There is significant need to identify novel prostate cancer drug targets because current hormone therapies eventually fail, leading to a drug-resistant and fatal disease termed castration-resistant prostate cancer. To functionally identify genes that, when silenced, decrease prostate cancer cell proliferation or induce cell death in combination with antiandrogens, we employed an RNA interference-based short hairpin RNA barcode screen in LNCaP human prostate cancer cells. We identified and validated four candidate genes (AKT1, PSMC1, STRADA, and TTK) that impaired growth when silenced in androgen receptor positive prostate cancer cells and enhanced the antiproliferative effects of antiandrogens. Inhibition of AKT with a pharmacologic inhibitor also induced apoptosis when combined with antiandrogens, consistent with recent evidence for PI3K and AR pathway crosstalk in prostate cancer cells. Recovery of hairpins targeting a known prostate cancer pathway validates the utility of shRNA library screening in prostate cancer as a broad strategy to identify new candidate drug targets.

Figure 1. shRNA probes depleted or enriched in bicalutamide-treated LNCaP cells.

(A) Schematic of shRNA screen. Details can be found in the Materials and Methods section. (B) A heatmap was generated by clustering based on probes that were depleted or enriched (log2 bicalutamide/vehicle ≤+/−0.58 and a p-value≤0.01) in the bicalutamide (0.4 uM and 1.0 uM)-treated LNCaP cells at T = 1 and T = 2 compared to the vehicle-treated cells at the same timepoints. The shRNA target gene associated with each probe is indicated to the right of the heatmap. Target genes that appear more than one time on the heatmap indicate that more than one probe scored for that gene.
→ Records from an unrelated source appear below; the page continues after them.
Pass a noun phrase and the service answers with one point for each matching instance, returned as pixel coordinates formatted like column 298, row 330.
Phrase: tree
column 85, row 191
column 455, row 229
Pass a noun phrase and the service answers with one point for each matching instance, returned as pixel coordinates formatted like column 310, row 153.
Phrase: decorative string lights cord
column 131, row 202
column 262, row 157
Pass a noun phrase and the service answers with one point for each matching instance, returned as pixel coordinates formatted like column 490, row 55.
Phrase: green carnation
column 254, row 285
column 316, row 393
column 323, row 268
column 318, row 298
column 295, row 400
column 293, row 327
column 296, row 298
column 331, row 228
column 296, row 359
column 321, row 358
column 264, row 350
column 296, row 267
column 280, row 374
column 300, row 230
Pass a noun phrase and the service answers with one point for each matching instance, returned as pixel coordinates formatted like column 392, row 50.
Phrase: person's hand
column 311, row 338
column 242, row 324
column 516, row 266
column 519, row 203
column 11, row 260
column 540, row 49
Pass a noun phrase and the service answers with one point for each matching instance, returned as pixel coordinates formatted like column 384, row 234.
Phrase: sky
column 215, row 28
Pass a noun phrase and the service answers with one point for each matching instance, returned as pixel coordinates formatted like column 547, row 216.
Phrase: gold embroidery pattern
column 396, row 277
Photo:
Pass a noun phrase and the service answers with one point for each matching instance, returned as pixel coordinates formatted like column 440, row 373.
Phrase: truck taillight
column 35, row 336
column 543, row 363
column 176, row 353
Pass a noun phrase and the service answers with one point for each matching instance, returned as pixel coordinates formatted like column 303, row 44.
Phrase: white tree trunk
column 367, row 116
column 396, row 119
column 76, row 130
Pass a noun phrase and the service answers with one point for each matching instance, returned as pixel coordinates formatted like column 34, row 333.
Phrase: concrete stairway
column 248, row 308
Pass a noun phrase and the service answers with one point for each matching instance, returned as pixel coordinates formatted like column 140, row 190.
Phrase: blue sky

Figure 2. Silencing of a subset of genes inhibited VCaP proliferation and induced apoptosis.

Candidate target genes from LNCaP screen probes that were depleted in the presence of bicalutamide were selectively targeted using siRNAs. (A, left panel), VCaP cells were transfected with siRNAs that scored in the LNCaP drug screen and were incubated with 1 uM MDV3100 or vehicle, and the number of viable cells was measured 6 days post-treatment. (A, right panel), VCaP cells were transfected and treated as in (A, left panel) except Caspase 3/7 activity was measured after 3 days of treatment. PLK1 siRNA transfection was used as a positive control. Dashed lines indicate the level of growth inhibition or apoptosis induced by MDV3100, for comparison. NT, non-targeting siRNA. (B) Gene silencing (10–50%) was confirmed by RT-qPCR 6 days post-transfection of VCaP cells with the siRNA SMARTpools. Reactions were done in triplicate and normalized to RPL27 for each cDNA and then normalized to vehicle-treated NT. Standard error of the mean was calculated. Bic, bicalutamide.

Figure 3. Higher TTK expression is associated with biochemical recurrence.

Kaplan Meier plot of the risk of biochemical recurrence in patients (n = 131) with TTK overexpressing prostate tumors (n = 20; green line) versus those without TTK overexpressing (n = 111; blue line) tumors (p = 0.003, log-rank test).

Figure 4. Akt1/2 inhibitor cooperated with bicalutamide to induce LNCaP cell apoptosis.

(A) Number of viable LNCaP cells treated over 5 days with vehicle, bicalutamide (1 uM), Akt1/2 inhibitor (1 uM), or a combination of bicalutamide and AKT inhibitor. (B) Apoptosis was measured in LNCaP cells by immunoblotting using a PARP antibody in LNCaP cells treated as in (A). Inhibition of phosphorylated Akt (pAkt (Ser473)) and phosphorylated S6 (pS6) was also measured. Actin was used as a loading control.